2. Installing MaAsLin2

2.1 With Bioconductor

Once you have the correct R version, you can install MaAsLin2 with Bioconductor:

if(!requireNamespace("BiocManager", quietly = TRUE))
    install.packages("BiocManager")
BiocManager::install("Maaslin2")

The package ‘Maaslin2’ is not available error

You might encounter an error message that states:

Warning message:
package ‘Maaslin2’ is not available (for R version x.x.x) 

This can be due to one of two reasons:

  1. Your R version is too old. Check this with sessionInfo() - if it is older than 3.6, download the most updated version per instructions above.

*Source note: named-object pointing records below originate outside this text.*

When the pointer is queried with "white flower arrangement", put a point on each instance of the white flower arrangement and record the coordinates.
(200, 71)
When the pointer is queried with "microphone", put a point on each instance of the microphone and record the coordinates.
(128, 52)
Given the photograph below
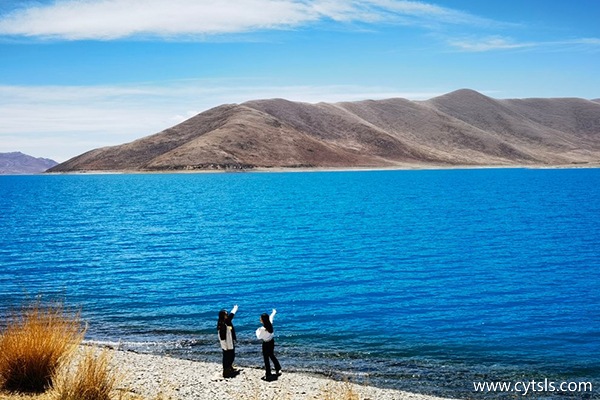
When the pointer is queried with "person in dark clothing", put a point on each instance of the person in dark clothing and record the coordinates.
(227, 339)
(266, 334)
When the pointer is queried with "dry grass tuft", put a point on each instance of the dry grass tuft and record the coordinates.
(91, 380)
(34, 344)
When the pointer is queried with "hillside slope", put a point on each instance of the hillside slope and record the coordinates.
(460, 128)
(17, 163)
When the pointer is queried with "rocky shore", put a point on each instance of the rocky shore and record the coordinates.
(159, 377)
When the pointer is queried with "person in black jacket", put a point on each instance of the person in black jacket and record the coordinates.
(227, 339)
(266, 334)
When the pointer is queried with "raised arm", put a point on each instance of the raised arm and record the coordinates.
(232, 312)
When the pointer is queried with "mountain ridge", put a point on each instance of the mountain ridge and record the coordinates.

  2. You have an older version of Bioconductor. MaAsLin2 requires Bioconductor >= 3.10. You can check your Bioconductor version with BiocManager::version(). If the returned version is anything older than 3.10, you can update with

BiocManager::install(version = "3.10)

And then

BiocManager::install("Maaslin2")

2.2 With Docker

This is a place holder right now.

3. Microbiome Association Detection with MaAsLin2

3.1 MaAsLin2 Input

MaAsLin2 requires two input files, one for taxonomic or functional feature abundances, and one for sample metadata.

  1. Data (or features) file
    • This file is tab-delimited.
    • Formatted with features as columns and samples as rows.
    • The transpose of this format is also okay.
    • Possible features in this file include taxonomy or genes.
  2. Metadata file
    • This file is tab-delimited.
    • Formatted with features as columns and samples as rows.
    • The transpose of this format is also okay.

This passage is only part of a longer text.